Shares in Cambridge UK technology company Bango have rocketed more than 30 per cent in 24 hours as the new mobile game Pokemon Go hit the UK and caused a stir in the industry globally.

Bango CEO Ray Anderson speculated that it could prove a “tens of billions of dollars” game.

What is certain is that, even taking the most conservative estimates for Pokemon Go sales, they will add many millions to Bango’s bottom line according to seasoned industry observers.

That’s because Bango’s platform is used by the world’s major players to deliver direct carrier billing (DCB) for services such as games and music downloads.

One observer blogged: “Tens of billions seems a bit far fetched. Anyway let’s take $10 billion. If Direct Carrier Bill is 10 per cent and Bango takes 40 per cent of that market that’s $400m – not far off triple Bango existing end user spend.”

Bango’s platform is being used by all the world leaders in the space – chiefly Google, Amazon, Samsung and Microsoft – and is in mass-saturation territories such as Indonesia – where it has the DCB monopoly – the US, Australia, India, Canada and others – all prime territories for Pokemon Go.
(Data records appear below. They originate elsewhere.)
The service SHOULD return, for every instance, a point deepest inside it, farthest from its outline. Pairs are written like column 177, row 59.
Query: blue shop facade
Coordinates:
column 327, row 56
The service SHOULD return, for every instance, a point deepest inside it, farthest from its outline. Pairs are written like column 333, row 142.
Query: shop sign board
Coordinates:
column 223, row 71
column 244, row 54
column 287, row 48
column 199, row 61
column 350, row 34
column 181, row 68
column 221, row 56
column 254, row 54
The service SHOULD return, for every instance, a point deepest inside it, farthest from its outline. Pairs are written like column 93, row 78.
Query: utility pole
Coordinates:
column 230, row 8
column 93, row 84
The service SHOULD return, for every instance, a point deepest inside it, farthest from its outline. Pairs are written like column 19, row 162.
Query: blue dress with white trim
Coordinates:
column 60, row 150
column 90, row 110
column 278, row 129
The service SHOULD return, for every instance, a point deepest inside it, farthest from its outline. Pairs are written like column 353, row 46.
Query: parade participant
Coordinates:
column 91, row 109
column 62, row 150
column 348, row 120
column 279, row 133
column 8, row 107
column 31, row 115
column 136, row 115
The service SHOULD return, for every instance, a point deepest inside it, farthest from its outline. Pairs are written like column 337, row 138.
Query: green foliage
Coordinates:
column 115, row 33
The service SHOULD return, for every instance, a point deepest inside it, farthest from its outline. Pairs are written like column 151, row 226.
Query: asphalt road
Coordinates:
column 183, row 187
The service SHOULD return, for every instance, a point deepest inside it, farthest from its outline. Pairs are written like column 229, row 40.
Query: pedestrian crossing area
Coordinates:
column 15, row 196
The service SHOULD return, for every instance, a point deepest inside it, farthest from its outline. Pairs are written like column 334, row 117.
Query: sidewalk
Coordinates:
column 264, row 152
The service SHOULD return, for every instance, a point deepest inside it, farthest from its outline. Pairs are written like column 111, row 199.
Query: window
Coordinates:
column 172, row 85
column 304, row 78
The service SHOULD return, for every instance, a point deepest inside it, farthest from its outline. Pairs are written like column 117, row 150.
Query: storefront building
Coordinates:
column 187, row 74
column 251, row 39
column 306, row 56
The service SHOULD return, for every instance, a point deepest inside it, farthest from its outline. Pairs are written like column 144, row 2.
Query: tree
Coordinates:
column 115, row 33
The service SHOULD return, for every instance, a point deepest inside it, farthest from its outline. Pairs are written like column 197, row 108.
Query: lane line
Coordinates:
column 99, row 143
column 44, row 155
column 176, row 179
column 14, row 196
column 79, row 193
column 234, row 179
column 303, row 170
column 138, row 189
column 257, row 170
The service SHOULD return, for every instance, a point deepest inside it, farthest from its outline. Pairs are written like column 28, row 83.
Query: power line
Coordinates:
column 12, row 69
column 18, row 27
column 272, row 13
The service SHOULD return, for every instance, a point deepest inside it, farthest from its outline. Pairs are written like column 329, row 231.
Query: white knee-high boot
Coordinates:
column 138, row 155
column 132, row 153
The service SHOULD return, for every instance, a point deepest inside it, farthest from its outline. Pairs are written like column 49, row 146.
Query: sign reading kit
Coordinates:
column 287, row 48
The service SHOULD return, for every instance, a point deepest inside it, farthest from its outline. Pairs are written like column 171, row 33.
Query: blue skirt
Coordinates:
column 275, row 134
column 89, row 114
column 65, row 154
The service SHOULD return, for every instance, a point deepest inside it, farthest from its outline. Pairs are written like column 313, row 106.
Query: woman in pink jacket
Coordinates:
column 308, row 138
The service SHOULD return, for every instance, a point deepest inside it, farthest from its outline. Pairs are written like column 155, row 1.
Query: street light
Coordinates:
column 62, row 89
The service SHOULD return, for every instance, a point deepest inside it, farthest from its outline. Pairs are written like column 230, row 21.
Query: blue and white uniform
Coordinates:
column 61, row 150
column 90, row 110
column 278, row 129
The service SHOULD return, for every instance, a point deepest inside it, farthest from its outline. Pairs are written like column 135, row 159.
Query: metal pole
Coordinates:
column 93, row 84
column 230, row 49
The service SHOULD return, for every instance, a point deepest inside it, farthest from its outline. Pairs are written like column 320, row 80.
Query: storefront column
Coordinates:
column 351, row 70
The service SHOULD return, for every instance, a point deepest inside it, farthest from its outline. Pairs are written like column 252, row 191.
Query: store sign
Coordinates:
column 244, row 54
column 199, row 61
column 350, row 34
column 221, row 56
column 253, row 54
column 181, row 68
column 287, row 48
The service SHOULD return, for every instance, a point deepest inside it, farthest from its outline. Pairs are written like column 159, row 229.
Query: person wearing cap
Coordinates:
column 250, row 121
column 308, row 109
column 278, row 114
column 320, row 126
While Google is banned in China, that country is another massive market which Bango can exploit through other partners. I also understand that Bango is about to conquer the huge Mexican market.

Once children start signing up for the game under pre-paid and secured licences under strict parental guidance, Anderson’s estimate of a tens of billion dollars revenue haul for Pokemon Go creator, American corporation Niantic, might move centre screen.

Pokemon Go was available in the States, Australia and some areas of Europe and gamers found a way of opening up the UK market. Now – according to information received by Business Weekly today – the enormous Chinese marketplace has caught the bug and young people are already using it there.

Bango’s share price has gone from 60p at the time it acquired American business BilltoMobile in May to 77p a share at the time of writing. It shot up 30.69 per cent to 75.80 yesterday and continued heading north to 77p today.

Anderson has previously told Business Weekly that it has created big-name partnerships with world leaders that will massively increase revenues.

The acquisition of BilltoMobile, the US-based carrier billing services of Danal Inc, for an initial consideration of $3.5m, could add as much as $80m to the bottom line.

That will be dwarfed if Pokemon Go sales evolve the way Anderson believes they will.